Attività del Maligno che si incarna nel nostro buon senso e nel nostro credere di risolvere la comprensione della Parola con lo studio, è quella di allontanare il seme dalla terra. Rubare la Parola è l’attività principale del nostro buon senso maligno. Il risultato è uno solo: l’infecondità e la morte, l’aridità. La condanna ad avere un seme che non muore mai e, per questo, non diventa mai vita, non porta frutto, non diventa grano e dunque non diventa Pane. L’intima unione fra il seme della Parola e la farina che diventa Pane è bellissima.

A noi non chiuderci a questo dono con falsi moralismi e false richieste di avere i piedi per terra. Ed è tale perché non significa nient’altro che il dire che la fede è cosa vuota e lontana, non di buon senso e stolta, stolta come la croce dono di amore di un Dio che muore per noi e ogni giorno rinnova il suo desiderio di morire con noi per potere portare frutti di vita, vita di Dio, vita eterna, vita di risurrezione.
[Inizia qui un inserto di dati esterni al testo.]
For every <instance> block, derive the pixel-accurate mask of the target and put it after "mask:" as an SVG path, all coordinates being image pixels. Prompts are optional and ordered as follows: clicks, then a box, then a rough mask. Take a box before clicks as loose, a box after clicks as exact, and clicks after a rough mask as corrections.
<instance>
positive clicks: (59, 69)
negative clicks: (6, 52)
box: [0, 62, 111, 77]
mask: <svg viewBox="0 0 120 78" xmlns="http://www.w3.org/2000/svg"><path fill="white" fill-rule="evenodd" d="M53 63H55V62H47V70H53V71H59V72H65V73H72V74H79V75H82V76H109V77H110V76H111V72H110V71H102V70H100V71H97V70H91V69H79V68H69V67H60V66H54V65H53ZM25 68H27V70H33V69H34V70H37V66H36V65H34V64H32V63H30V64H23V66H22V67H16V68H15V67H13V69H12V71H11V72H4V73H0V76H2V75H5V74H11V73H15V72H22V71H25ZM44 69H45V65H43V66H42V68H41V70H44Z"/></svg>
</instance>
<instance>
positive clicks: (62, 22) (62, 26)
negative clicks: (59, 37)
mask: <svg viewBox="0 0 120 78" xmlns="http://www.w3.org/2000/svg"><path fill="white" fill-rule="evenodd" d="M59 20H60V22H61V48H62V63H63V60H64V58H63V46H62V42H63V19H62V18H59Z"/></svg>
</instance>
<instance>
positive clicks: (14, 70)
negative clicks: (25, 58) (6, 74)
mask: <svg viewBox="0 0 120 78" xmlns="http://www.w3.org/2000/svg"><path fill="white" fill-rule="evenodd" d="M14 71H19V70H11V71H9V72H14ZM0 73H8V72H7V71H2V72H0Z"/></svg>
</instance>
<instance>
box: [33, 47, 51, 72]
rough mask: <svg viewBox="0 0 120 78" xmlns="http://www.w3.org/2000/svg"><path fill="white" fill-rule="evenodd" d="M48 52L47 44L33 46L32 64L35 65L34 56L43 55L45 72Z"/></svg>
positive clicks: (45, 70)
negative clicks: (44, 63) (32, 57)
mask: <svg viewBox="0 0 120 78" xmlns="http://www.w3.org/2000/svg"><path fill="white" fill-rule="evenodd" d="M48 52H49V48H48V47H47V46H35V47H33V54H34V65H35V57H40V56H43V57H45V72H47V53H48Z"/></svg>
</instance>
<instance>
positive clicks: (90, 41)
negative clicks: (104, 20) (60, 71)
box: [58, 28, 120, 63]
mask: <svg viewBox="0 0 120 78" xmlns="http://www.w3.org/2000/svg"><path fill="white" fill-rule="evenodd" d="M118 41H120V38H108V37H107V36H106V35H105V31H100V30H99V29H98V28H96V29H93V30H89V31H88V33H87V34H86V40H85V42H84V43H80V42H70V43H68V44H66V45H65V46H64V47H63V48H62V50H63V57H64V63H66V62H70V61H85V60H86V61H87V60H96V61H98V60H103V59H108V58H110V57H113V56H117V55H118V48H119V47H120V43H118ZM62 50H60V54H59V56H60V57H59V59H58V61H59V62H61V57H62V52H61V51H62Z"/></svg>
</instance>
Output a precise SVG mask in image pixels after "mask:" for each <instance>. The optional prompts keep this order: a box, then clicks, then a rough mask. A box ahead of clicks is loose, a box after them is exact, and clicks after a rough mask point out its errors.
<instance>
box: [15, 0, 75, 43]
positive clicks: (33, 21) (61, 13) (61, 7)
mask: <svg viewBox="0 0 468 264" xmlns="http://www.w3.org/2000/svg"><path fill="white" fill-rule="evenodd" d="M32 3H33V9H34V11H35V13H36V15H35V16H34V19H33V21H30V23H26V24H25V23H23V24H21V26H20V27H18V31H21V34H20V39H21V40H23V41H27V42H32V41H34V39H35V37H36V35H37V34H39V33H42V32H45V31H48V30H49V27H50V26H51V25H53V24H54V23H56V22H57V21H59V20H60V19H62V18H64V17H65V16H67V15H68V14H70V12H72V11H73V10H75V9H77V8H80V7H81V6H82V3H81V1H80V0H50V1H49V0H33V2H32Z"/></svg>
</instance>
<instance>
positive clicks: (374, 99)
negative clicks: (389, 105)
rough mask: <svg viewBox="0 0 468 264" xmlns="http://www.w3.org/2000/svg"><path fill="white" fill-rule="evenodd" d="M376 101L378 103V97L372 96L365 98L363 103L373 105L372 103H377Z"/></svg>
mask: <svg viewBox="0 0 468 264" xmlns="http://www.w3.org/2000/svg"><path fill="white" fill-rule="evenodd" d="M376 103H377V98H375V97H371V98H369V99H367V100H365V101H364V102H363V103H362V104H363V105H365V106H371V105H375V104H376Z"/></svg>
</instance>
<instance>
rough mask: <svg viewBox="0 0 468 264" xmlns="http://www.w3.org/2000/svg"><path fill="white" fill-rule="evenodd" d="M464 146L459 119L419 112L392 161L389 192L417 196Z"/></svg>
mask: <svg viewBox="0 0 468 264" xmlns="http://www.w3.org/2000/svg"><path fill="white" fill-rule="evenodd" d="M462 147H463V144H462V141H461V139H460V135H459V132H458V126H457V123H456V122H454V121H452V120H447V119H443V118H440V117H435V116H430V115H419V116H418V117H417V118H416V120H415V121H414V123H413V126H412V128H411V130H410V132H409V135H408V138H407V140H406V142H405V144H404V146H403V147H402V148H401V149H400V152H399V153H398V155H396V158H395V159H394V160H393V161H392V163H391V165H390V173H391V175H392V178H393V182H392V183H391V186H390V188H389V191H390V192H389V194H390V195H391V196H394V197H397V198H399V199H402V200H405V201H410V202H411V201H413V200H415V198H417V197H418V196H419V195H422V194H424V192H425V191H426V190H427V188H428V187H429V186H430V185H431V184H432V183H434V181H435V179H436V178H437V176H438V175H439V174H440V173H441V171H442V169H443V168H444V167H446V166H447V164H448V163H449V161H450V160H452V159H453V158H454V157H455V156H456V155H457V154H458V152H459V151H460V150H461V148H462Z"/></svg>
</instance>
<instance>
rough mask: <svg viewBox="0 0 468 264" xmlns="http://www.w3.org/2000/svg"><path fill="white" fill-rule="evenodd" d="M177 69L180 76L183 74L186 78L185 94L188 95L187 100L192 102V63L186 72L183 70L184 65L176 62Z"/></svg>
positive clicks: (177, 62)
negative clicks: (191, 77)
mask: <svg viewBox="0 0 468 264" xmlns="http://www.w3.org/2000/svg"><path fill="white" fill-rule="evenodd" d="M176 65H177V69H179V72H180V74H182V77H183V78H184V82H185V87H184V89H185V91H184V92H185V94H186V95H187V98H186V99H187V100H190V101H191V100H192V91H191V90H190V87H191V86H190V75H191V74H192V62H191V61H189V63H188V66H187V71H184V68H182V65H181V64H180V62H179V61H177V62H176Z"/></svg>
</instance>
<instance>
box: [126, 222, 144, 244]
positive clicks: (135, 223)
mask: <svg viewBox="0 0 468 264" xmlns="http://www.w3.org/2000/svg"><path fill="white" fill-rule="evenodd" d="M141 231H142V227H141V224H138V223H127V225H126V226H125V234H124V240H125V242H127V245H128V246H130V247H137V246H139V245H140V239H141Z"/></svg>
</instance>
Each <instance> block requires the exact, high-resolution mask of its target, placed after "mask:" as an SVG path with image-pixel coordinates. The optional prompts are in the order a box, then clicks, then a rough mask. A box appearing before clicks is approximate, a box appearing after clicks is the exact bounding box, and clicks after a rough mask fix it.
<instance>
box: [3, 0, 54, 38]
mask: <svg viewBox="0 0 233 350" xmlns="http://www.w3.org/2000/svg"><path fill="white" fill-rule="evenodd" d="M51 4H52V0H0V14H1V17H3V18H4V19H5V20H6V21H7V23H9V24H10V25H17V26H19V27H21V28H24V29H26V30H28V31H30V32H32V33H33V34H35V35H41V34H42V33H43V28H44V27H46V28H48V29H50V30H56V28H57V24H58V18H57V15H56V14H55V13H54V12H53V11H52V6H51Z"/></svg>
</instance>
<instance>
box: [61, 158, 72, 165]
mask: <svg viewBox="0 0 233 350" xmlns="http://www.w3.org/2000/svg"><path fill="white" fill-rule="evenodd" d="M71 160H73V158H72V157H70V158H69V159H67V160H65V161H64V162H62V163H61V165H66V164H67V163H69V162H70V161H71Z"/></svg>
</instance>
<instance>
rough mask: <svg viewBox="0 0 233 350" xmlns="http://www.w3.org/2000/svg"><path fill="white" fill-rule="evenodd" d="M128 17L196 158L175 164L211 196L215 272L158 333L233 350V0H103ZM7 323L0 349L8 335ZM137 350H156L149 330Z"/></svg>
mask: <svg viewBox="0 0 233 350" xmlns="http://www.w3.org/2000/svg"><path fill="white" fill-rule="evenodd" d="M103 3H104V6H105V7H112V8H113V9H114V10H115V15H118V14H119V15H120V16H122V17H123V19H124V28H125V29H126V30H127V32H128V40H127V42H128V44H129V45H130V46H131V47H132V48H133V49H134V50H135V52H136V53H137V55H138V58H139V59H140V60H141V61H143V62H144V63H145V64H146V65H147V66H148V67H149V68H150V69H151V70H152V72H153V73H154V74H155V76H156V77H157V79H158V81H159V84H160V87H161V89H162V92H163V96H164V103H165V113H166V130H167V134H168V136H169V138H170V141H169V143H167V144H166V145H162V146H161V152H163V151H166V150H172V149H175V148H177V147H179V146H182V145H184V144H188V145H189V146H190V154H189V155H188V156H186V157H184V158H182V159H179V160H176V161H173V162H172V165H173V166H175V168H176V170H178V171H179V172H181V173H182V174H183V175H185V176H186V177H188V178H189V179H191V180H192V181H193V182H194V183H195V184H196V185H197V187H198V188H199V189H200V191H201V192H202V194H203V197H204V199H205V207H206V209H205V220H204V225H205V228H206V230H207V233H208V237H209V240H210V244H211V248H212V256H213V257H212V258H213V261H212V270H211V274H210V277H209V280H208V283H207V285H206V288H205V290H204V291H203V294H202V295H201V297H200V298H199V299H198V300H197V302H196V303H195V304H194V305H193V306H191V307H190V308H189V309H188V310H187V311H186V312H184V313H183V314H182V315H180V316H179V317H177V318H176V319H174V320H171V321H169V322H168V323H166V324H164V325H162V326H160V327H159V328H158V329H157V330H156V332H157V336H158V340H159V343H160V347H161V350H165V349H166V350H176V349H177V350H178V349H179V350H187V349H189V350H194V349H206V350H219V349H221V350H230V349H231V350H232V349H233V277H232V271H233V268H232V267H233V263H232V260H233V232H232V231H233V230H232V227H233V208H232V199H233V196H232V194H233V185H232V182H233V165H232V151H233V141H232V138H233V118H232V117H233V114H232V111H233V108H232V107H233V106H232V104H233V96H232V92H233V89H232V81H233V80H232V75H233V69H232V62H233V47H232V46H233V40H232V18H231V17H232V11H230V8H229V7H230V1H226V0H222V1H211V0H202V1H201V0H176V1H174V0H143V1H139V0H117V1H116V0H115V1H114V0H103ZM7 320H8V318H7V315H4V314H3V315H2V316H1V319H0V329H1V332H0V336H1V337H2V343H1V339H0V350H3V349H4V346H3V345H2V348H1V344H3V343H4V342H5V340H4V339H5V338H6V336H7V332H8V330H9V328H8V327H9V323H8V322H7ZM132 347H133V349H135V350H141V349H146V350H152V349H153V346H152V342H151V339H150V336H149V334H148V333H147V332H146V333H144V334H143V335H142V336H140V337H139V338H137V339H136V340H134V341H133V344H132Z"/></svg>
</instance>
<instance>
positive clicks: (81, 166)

Ascoltando la Parola diamo corpo a Dio nel mondo, gli diamo vita, gli siamo madre, come la madre terra che germina il seme,

così ciascuno di noi fa germinare Dio nella propria vita, diventiamo madre e poi diventiamo fratelli e sorelle di Gesù perché generando io la Parola, 

divento io stesso simile a Dio, divento figlio, divento come Gesù, suo fratello.

Fausti

Il male non ferma la storia, la semina va avanti.

Tutto è fiducia incamminata, una pioggia continua

di semi di Dio cade tutti i giorni sopra di noi.

Il mio Dio contadino sa che, per infinite volte, non rispondo,

ma poi accade che una volta almeno rispondo,

e allora è il trenta, il sessanta, il cento per uno.